EU-Ausländer, die in Deutschland eine Arbeitsstelle suchen, haben eigentlich keinen Anspruch auf Arbeitslosenhilfe. In einer Folgeabwägung kam das Dortmunder Gericht zu dem Schluss, dass der Familie des spanischen Bäckers „ohne die Grundsicherungsleistungen existenzielle Nachteile drohten, die sie aus eigener Kraft nicht abwenden könne“.
Warten auf Grundsatzentscheidung
Zudem hatte das Sozialgericht Zweifel, ob der Leistungsausschluss für arbeitsuchende Ausländer mit dem Gemeinschaftsrecht der EU in Einklang zu bringen ist. Nicht nur Dortmund wartet auf eine Grundsatzentscheidung des Europäischen Gerichtshofs. Dem Bundessozialgericht zufolge hat es bereits mehr als 250 Entscheidungen deutscher Gerichte in dieser Frage gegeben - teilweise mit sehr unterschiedlichen Ergebnissen.

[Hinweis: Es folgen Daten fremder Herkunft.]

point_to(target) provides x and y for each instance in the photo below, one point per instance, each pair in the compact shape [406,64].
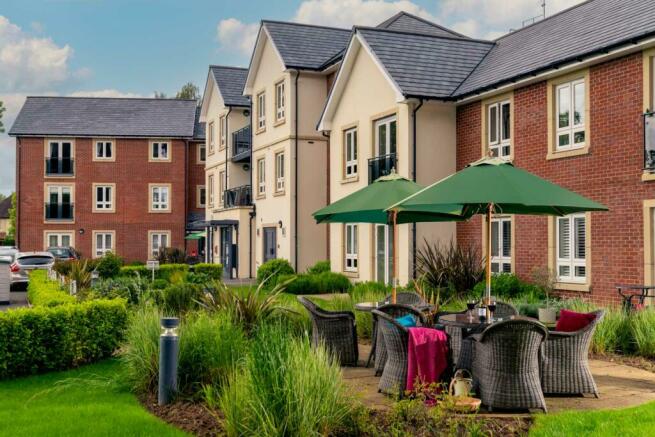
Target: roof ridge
[563,11]
[405,32]
[295,23]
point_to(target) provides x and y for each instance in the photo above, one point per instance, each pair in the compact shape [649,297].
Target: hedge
[214,271]
[42,339]
[43,292]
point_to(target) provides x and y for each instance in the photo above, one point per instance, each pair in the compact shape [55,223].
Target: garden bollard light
[169,347]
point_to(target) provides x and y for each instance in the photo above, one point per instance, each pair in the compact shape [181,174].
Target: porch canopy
[494,186]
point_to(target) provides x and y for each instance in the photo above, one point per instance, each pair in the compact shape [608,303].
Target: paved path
[619,386]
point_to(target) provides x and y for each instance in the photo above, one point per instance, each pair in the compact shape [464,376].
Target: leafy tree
[188,91]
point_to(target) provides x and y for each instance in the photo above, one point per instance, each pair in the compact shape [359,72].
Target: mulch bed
[191,417]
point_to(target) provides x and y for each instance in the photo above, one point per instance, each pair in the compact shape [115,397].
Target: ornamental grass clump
[286,388]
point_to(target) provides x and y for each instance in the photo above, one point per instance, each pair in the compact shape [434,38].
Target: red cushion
[570,321]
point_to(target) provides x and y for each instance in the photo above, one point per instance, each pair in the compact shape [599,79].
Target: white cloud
[237,36]
[29,63]
[345,13]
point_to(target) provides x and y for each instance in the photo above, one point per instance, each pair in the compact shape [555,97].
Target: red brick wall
[610,173]
[131,172]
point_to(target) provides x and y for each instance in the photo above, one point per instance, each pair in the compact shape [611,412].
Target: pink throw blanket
[427,355]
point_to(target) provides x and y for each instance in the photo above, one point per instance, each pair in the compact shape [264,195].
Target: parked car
[26,262]
[64,253]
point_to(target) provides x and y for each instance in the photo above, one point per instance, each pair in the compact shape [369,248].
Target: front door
[226,251]
[383,253]
[270,243]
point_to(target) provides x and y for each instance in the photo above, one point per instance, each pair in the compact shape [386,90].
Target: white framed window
[499,130]
[160,198]
[58,239]
[157,240]
[103,242]
[104,150]
[279,101]
[210,182]
[501,245]
[351,261]
[261,110]
[350,152]
[279,172]
[210,136]
[160,151]
[570,115]
[103,197]
[261,177]
[571,235]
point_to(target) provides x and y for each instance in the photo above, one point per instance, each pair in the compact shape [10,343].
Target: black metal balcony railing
[239,196]
[241,143]
[381,166]
[59,166]
[59,211]
[649,141]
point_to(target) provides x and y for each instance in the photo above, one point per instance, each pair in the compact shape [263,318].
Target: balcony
[241,145]
[59,166]
[381,166]
[239,196]
[649,141]
[59,211]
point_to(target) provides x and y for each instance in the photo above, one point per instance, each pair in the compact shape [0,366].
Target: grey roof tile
[307,46]
[572,33]
[425,65]
[407,22]
[101,116]
[230,81]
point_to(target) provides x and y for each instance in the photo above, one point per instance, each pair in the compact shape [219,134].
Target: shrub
[272,269]
[109,266]
[319,267]
[41,339]
[43,292]
[286,388]
[213,271]
[326,282]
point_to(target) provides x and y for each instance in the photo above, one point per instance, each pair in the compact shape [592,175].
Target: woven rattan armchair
[395,311]
[506,364]
[565,364]
[336,330]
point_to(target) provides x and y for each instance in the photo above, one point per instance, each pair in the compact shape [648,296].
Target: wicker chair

Die Eilentscheidung des Dortmunder Gerichts fiel mitten in die hitzig geführte Debatte um Armutszuwanderung aus EU-Ländern. „In der Diskussion um die spanische Familie wurde teilweise ein falscher Tenor vermittelt“, sagt Gerichtssprecher Schorn. Und Präsidentin Schönenborn ergänzt, dass es eine vorläufige Entscheidung sei, die die Leistungserteilung für eine Übergangszeit regelt: „Es ging darum, abzuwägen, was man für eine Familie tut, die in ein soziales Loch gefallen ist.“
Sozialgerichte versuchen, Personal zu werben
Die meisten Klagen und Anträge auf einstweiligen Rechtsschutz drehten sich beim Sozialgericht Dortmund auch im vergangenen Jahr wieder um die Grundsicherung für Arbeitsuchende (Hartz IV). Gegenüber 2012 nahm die Zahl der Fälle noch einmal um 10,64 Prozent zu. Keine Chance für die 55 Richter, die Berge an Verfahren aus dem Bestand - die sich über Jahre angehäuft haben - abzuarbeiten.

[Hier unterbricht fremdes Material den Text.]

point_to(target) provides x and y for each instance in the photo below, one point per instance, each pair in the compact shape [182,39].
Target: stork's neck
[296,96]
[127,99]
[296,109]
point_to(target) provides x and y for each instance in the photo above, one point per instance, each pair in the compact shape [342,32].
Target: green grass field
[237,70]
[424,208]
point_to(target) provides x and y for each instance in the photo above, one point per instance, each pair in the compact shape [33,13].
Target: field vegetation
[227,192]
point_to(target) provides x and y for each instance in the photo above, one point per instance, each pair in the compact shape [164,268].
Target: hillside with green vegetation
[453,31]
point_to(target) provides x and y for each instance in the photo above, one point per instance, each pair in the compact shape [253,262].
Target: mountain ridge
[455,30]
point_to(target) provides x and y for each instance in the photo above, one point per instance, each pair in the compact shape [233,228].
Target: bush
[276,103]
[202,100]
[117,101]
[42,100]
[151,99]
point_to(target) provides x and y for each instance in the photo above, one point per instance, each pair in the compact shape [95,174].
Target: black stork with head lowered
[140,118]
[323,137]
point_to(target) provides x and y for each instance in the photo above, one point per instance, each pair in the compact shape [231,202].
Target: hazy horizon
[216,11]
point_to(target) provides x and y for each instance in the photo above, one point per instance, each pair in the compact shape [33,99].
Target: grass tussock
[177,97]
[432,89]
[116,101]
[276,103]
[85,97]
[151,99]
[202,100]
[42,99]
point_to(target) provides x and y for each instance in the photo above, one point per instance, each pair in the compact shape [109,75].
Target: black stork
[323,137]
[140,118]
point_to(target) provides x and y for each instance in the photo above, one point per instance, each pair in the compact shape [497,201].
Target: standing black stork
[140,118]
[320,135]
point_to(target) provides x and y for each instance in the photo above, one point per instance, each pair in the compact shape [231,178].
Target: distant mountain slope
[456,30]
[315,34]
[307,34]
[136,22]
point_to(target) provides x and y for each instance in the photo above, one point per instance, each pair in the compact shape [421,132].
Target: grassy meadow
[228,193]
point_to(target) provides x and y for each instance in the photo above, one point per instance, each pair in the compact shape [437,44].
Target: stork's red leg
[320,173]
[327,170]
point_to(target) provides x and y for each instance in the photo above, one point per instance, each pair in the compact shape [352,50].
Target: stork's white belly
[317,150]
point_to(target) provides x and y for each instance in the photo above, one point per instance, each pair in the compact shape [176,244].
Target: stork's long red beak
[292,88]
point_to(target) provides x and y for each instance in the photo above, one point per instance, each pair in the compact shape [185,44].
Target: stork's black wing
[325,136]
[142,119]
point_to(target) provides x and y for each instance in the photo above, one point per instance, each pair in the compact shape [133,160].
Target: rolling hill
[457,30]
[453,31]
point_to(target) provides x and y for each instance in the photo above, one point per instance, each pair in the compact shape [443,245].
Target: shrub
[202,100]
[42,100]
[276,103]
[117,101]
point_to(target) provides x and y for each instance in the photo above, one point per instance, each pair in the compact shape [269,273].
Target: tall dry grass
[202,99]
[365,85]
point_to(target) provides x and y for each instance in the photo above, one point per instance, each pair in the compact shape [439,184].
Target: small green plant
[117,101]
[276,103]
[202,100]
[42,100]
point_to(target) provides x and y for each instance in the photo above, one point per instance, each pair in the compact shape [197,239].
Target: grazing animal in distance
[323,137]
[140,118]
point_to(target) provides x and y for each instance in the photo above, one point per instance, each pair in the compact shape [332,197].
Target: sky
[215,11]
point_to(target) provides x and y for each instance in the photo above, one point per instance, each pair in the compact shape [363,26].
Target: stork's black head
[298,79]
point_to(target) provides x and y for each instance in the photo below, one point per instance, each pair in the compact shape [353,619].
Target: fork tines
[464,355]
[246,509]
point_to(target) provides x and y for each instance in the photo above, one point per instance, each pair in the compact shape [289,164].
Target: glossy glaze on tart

„Wir haben leider eine große Zahl an Verfahren, die deutlich über zwei Jahre gehen“, so Anita Schönenborn, „bei existenzsichernden Maßnahmen ist das eigentlich nicht zumutbar.“ Die Gerichtspräsidentin bleibt nur - wie ihren Kolleginnen und Kollegen an den sieben anderen Sozialgerichten in NRW -, unablässig um Personalverstärkung zu werben.
Thema Krankenhaus-Finanzierung
Es sind häufig interpretierbare Begriffe im Sozialgesetzbuch, denen die in Sozialgerichten behandelten Fälle zugrunde liegen. „Wir sind so etwas wie ein Reparaturbetrieb der Politik“, sagt Ulrich Schorn. Was in Zukunft mehr und mehr Arbeit bescheren wird, ist der Bereich der „prekären Beschäftigungen“ - in den befristete Arbeitsverhältnisse mit niedrigen Löhnen fallen. Und womöglich Streitereien rund um das Freizügigkeitsgebot in der EU. „Die Anzahl solcher Fälle ist derzeit noch erstaunlich gering“, so Anita Schönenborn.

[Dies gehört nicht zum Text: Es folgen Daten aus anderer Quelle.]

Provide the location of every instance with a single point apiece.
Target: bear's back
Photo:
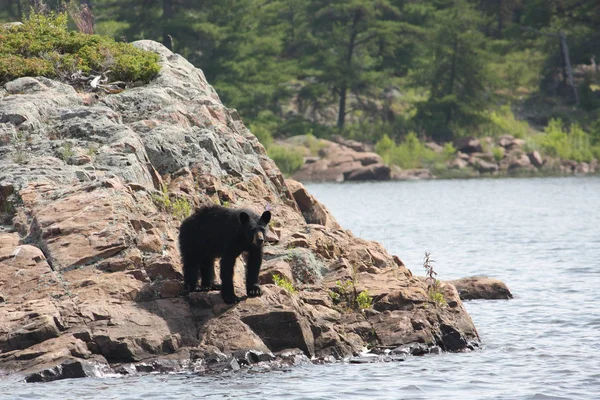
(213, 228)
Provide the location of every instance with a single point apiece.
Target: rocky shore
(341, 160)
(92, 191)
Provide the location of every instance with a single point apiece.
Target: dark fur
(215, 231)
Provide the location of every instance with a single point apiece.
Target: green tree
(347, 40)
(456, 71)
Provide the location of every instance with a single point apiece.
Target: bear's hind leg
(252, 271)
(190, 271)
(227, 290)
(207, 275)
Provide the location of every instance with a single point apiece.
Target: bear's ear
(244, 218)
(266, 217)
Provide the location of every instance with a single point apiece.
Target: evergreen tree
(456, 72)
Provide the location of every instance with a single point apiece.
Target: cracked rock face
(91, 197)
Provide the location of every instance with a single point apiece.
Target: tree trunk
(450, 89)
(342, 106)
(166, 17)
(567, 62)
(500, 19)
(344, 86)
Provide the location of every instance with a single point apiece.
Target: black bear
(215, 231)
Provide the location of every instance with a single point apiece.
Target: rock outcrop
(91, 195)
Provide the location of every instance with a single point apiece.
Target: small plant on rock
(20, 154)
(66, 151)
(180, 208)
(283, 282)
(345, 295)
(433, 285)
(363, 300)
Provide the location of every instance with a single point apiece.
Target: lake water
(540, 236)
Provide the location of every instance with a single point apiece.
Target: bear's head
(255, 228)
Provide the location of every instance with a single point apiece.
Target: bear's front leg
(252, 271)
(253, 291)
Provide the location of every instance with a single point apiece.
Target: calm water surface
(540, 236)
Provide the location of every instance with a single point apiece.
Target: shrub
(503, 122)
(498, 153)
(287, 159)
(43, 46)
(180, 208)
(283, 282)
(433, 285)
(411, 153)
(573, 144)
(363, 300)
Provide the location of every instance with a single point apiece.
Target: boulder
(468, 145)
(372, 172)
(535, 158)
(339, 160)
(484, 166)
(481, 287)
(90, 272)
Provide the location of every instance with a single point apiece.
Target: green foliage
(503, 122)
(344, 294)
(457, 71)
(283, 282)
(364, 301)
(43, 46)
(574, 144)
(498, 153)
(433, 285)
(289, 160)
(360, 68)
(66, 151)
(180, 208)
(314, 145)
(411, 153)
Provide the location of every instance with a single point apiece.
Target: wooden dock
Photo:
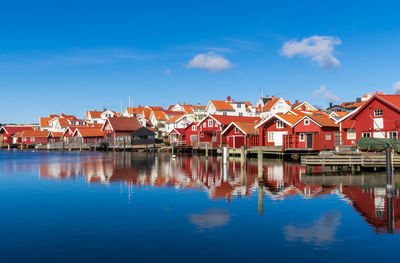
(362, 161)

Zugenommen haben Fälle aus dem Krankenversicherungsbereich - Abrechnungsstreit zwischen Krankenhäusern und Kassen, in denen es z.B. um die Höhe der Pflegesätze und um die Dauer von Klinikaufenthalten geht. Die Gerichtspräsidentin: „Man merkt, dass die Krankenhaus-Finanzierung zunehmend in den Fokus gerät.“ Eben mitten aus der Gesellschaft.